Contact: Roland Watson, email@example.com
REVOLUTIONARY FATIGUE, OR FREEDOM?
January 5, 2006
Note: We have prepared a new article, False Positives, about the current assault
on a fundamental legal foundation of the American system of jurisprudence (the
right not to be falsely accused of a crime). Also, while we disagree with its
original application, Burma watchers reading this statement might find the following
link of interest. It is to a
manual allegedly prepared by the CIA, in the 1980s and in Spanish and English,
to encourage noncompliance, and stronger steps, by Contra rebels opposed to the
Sandanistas in Nicaragua.
2006 is the year for freedom in Burma.
The world is now paying attention. At the instigation of the United States, the
political staff of the United Nations gave a private briefing about Burma to the
Security Council. Russia and China want things to end there. The U.S., U.K., and
other Council members want formal proceedings initiated, out of which sanctions,
other actions, and ultimately democratic change, may result.
For this to occur, there must be a response from the people of the country. People
of Burma: The world is talking about you. NOW, you must make your desire for freedom
The people can be divided into two groups: The general public, and the ethnic
resistance forces (including those that have ceasefires with the SPDC). Both must
respond, the public by initiating a popular revolution, and the resistance forces
by resuming their armed struggle.
If there is such a response, the U.S., U.K., and other international supporters
can say that the people of Burma are reawakening their long-suppressed voices,
and that the world must do more to help them realize their dream. The U.S. can
also issue a clear warning to the SPDC, that it must not react to the popular
will with violence.
However, if there is not a response, other nations will conclude that the Burmese
do not really want freedom, that they have effectively given up, and that SPDC
rule is tolerable.
Many people have given up. It has been a long, hard struggle. The years have taken
their toll, and revolutionary fatigue has set in. This fatigue must end. The people
must reclaim their revolutionary fervor.
To do so, three specific problems need to be addressed. First, the leadership
of many of the pro-democracy and ethnic resistance groups are now quite elderly.

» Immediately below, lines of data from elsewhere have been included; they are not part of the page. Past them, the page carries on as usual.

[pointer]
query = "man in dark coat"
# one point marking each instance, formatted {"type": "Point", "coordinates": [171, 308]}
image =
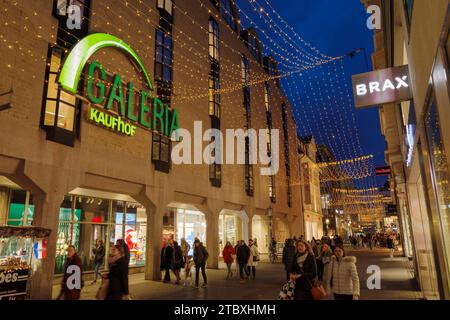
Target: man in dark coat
{"type": "Point", "coordinates": [200, 257]}
{"type": "Point", "coordinates": [288, 257]}
{"type": "Point", "coordinates": [166, 261]}
{"type": "Point", "coordinates": [242, 256]}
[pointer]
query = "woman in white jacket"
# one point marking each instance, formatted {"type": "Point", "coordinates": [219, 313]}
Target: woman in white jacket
{"type": "Point", "coordinates": [253, 259]}
{"type": "Point", "coordinates": [343, 276]}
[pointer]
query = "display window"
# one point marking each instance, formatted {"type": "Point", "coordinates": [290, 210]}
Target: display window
{"type": "Point", "coordinates": [230, 229]}
{"type": "Point", "coordinates": [84, 220]}
{"type": "Point", "coordinates": [440, 173]}
{"type": "Point", "coordinates": [184, 223]}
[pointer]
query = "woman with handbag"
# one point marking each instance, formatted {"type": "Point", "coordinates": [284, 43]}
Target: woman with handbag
{"type": "Point", "coordinates": [118, 275]}
{"type": "Point", "coordinates": [253, 259]}
{"type": "Point", "coordinates": [304, 271]}
{"type": "Point", "coordinates": [228, 254]}
{"type": "Point", "coordinates": [344, 280]}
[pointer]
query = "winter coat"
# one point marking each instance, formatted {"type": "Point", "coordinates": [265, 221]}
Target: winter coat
{"type": "Point", "coordinates": [166, 257]}
{"type": "Point", "coordinates": [308, 273]}
{"type": "Point", "coordinates": [242, 254]}
{"type": "Point", "coordinates": [343, 276]}
{"type": "Point", "coordinates": [254, 254]}
{"type": "Point", "coordinates": [200, 255]}
{"type": "Point", "coordinates": [99, 254]}
{"type": "Point", "coordinates": [177, 258]}
{"type": "Point", "coordinates": [227, 254]}
{"type": "Point", "coordinates": [118, 279]}
{"type": "Point", "coordinates": [288, 257]}
{"type": "Point", "coordinates": [71, 294]}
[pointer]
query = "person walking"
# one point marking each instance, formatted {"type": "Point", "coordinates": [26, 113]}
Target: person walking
{"type": "Point", "coordinates": [242, 256]}
{"type": "Point", "coordinates": [390, 246]}
{"type": "Point", "coordinates": [200, 258]}
{"type": "Point", "coordinates": [324, 264]}
{"type": "Point", "coordinates": [126, 250]}
{"type": "Point", "coordinates": [118, 275]}
{"type": "Point", "coordinates": [343, 276]}
{"type": "Point", "coordinates": [185, 248]}
{"type": "Point", "coordinates": [99, 256]}
{"type": "Point", "coordinates": [166, 260]}
{"type": "Point", "coordinates": [304, 271]}
{"type": "Point", "coordinates": [72, 260]}
{"type": "Point", "coordinates": [288, 257]}
{"type": "Point", "coordinates": [253, 259]}
{"type": "Point", "coordinates": [177, 261]}
{"type": "Point", "coordinates": [228, 253]}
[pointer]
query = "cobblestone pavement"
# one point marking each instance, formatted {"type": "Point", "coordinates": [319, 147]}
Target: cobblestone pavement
{"type": "Point", "coordinates": [397, 282]}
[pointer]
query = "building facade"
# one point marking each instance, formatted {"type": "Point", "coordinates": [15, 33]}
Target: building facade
{"type": "Point", "coordinates": [416, 33]}
{"type": "Point", "coordinates": [95, 162]}
{"type": "Point", "coordinates": [310, 188]}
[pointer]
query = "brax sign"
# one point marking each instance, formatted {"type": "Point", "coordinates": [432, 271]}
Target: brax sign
{"type": "Point", "coordinates": [381, 86]}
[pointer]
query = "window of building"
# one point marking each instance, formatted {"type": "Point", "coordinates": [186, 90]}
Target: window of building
{"type": "Point", "coordinates": [254, 46]}
{"type": "Point", "coordinates": [59, 113]}
{"type": "Point", "coordinates": [213, 39]}
{"type": "Point", "coordinates": [408, 4]}
{"type": "Point", "coordinates": [214, 87]}
{"type": "Point", "coordinates": [226, 9]}
{"type": "Point", "coordinates": [165, 5]}
{"type": "Point", "coordinates": [245, 66]}
{"type": "Point", "coordinates": [161, 145]}
{"type": "Point", "coordinates": [21, 201]}
{"type": "Point", "coordinates": [440, 172]}
{"type": "Point", "coordinates": [163, 57]}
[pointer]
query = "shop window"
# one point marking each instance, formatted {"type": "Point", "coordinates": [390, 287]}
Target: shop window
{"type": "Point", "coordinates": [439, 172]}
{"type": "Point", "coordinates": [161, 146]}
{"type": "Point", "coordinates": [60, 114]}
{"type": "Point", "coordinates": [227, 13]}
{"type": "Point", "coordinates": [84, 220]}
{"type": "Point", "coordinates": [190, 224]}
{"type": "Point", "coordinates": [21, 201]}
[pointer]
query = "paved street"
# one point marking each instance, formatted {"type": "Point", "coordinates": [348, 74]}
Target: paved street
{"type": "Point", "coordinates": [396, 283]}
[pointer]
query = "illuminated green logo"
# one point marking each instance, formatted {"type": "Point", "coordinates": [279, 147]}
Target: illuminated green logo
{"type": "Point", "coordinates": [80, 54]}
{"type": "Point", "coordinates": [137, 107]}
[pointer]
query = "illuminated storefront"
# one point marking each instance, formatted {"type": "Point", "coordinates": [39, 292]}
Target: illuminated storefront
{"type": "Point", "coordinates": [187, 223]}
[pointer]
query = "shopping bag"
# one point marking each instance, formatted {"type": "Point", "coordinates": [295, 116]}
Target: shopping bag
{"type": "Point", "coordinates": [318, 292]}
{"type": "Point", "coordinates": [287, 291]}
{"type": "Point", "coordinates": [103, 290]}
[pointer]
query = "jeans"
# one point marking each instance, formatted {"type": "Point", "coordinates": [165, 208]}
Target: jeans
{"type": "Point", "coordinates": [167, 275]}
{"type": "Point", "coordinates": [230, 273]}
{"type": "Point", "coordinates": [343, 296]}
{"type": "Point", "coordinates": [242, 269]}
{"type": "Point", "coordinates": [202, 267]}
{"type": "Point", "coordinates": [97, 267]}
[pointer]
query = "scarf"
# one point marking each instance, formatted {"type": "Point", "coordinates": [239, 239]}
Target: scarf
{"type": "Point", "coordinates": [301, 259]}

They no longer have the spirit of youth. (This does not hold for all such leaders,
but since most of the groups operate by consensus, risk-averse individuals are
able to stop all aggressive plans for action.) Further, the older leaders appear
unwilling to pass the flag to younger generations who are ready to take risks
and who retain the desire to fight. (In some groups, you only lose your position
when you die. There is little accountability, and no such thing as term limits.)
Also, some leaders, and through them their groups, have made deals with the SPDC
and become corrupt. This includes the DKBA, KNPLF, and the main Wa and Kachin
groups. They have abandoned the goal of freedom.
Secondly, a number of high-profile individuals, outside Burma, are publicly advocating
against a popular uprising. A variety of reasons may exist for such statements,
including that they honestly believe an uprising is unwise; they are afraid they
will lose their claim on post-democracy government positions if freedom is achieved
by internal action rather than their personal initiatives at external lobbying
and dialogue; or they are SPDC agents of disinformation and propaganda.
Thirdly, the Burmese people are tired and afraid. Moreover, they have become de-politicized.
There is little political discussion, and more importantly underground organization
dedicated to accomplishing change. The underground networks that do exist are
small and weak.
The people of Burma need to start talking politics again. They need to be woken
up and radicalized. They need to demand change.
For change to occur, more and more people must talk privately about the SPDC and
the tyrants Than Shwe and Maung Aye; get angry in the process; and then do something
about it. A wide variety of noncompliance tactics are possible. This in turn will
embolden more courageous individuals to carry out concrete and public action,
including writing slogans on walls, distributing revolutionary broadsheets, etc.
The Fighting Peacock must live again!!!
Burmese leaders on the outside can encourage this, by speaking clearly and strongly
about the need for such public action when they are interviewed on radio programs
that are broadcast into the country.
Five years ago, the situation was bleak. The public was completely cowed. But
now, following the purge of Khin Nyunt and Military Intelligence, people have
begun talking about revolution and freedom again. This needs to be supported,
not opposed. We need to focus on freedom now to the exclusion of everything else.
Everyone who cares about Burma should ask themselves, what can I, personally,
do to encourage, or assist, or participate in a popular uprising. With one big
and widespread push, change can be achieved.
2006 is the year for Freedom In Burma!